"""
567. Permutation in String

https://leetcode.com/problems/permutation-in-string

NOTES
  * Use a sliding window.

I tried to get fancy with this one and use bitwise operations. This failed.
Just use a hash map or, better still, an array of size 26 (one index for each
character).
"""

from collections import Counter


class Solution:
    def checkInclusion(self, s1: str, s2: str) -> bool:
        left, right = 0, len(s1)

        # Create a mapping of character -> frequency. Here, it is advantageous
        # to use an instance of Counter, however an ordinary dict would work
        # just as well.
        s1_counter: Counter[str] = Counter(s1)
        s2_counter: Counter[str] = Counter(s2[: len(s1)])

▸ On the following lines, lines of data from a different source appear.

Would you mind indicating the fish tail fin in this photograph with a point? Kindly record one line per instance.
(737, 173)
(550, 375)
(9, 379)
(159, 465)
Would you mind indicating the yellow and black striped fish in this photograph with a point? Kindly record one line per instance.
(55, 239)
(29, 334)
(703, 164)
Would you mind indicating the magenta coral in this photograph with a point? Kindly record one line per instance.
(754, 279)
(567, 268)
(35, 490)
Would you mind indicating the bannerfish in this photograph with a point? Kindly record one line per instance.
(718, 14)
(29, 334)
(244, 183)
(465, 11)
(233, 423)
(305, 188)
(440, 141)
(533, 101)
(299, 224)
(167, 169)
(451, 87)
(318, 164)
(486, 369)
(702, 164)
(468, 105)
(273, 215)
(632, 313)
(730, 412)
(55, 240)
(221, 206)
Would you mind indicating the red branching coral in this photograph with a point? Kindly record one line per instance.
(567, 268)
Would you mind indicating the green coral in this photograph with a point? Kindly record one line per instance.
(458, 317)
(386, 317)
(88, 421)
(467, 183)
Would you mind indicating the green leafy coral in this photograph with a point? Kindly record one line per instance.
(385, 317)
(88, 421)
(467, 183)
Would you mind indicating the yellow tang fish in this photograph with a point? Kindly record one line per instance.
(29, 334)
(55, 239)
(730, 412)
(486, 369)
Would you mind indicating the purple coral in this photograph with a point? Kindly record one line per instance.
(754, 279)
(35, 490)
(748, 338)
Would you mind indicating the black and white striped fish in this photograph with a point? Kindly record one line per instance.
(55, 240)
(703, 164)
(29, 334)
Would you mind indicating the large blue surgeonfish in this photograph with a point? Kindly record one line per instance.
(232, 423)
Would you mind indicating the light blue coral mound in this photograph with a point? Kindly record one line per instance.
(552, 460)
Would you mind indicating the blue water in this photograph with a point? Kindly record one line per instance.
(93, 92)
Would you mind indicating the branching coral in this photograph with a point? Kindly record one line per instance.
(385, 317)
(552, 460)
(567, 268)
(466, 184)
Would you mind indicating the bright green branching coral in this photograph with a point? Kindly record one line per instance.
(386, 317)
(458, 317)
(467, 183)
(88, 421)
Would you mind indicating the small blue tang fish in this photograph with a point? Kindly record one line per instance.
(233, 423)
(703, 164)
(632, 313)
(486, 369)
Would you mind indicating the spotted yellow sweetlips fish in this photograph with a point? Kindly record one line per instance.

        while right < len(s2):
            if s1_counter == s2_counter:
                return True
            s2_counter[s2[right]] += 1
            right += 1
            s2_counter[s2[left]] -= 1
            left += 1

        # Add final equality check.
        return s1_counter == s2_counter


class ArraySolution:
    def checkInclusion(self, s1: str, s2: str) -> bool:
        def offset(c: str) -> int:
            return ord(c) - ord("a")

        left, right = 0, len(s1)

        # Use an array of size 26. NOTE: In order to offset a character so that
        # it is between 0 and 25, use:
        #
        #   ord(c) - ord('a')
        s1_counter: list[int] = [0] * 26
        s2_counter: list[int] = [0] * 26

        for i in range(len(s1)):
            s1_counter[offset(s1[i])] += 1

        for i in range(len(s1)):
            s2_counter[offset(s2[i])] += 1

        while right < len(s2):
            if s1_counter == s2_counter:
                return True
            s2_counter[offset(s2[right])] += 1
            right += 1
            s2_counter[offset(s2[left])] -= 1
            left += 1

        # Add final equality check.
        return s1_counter == s2_counter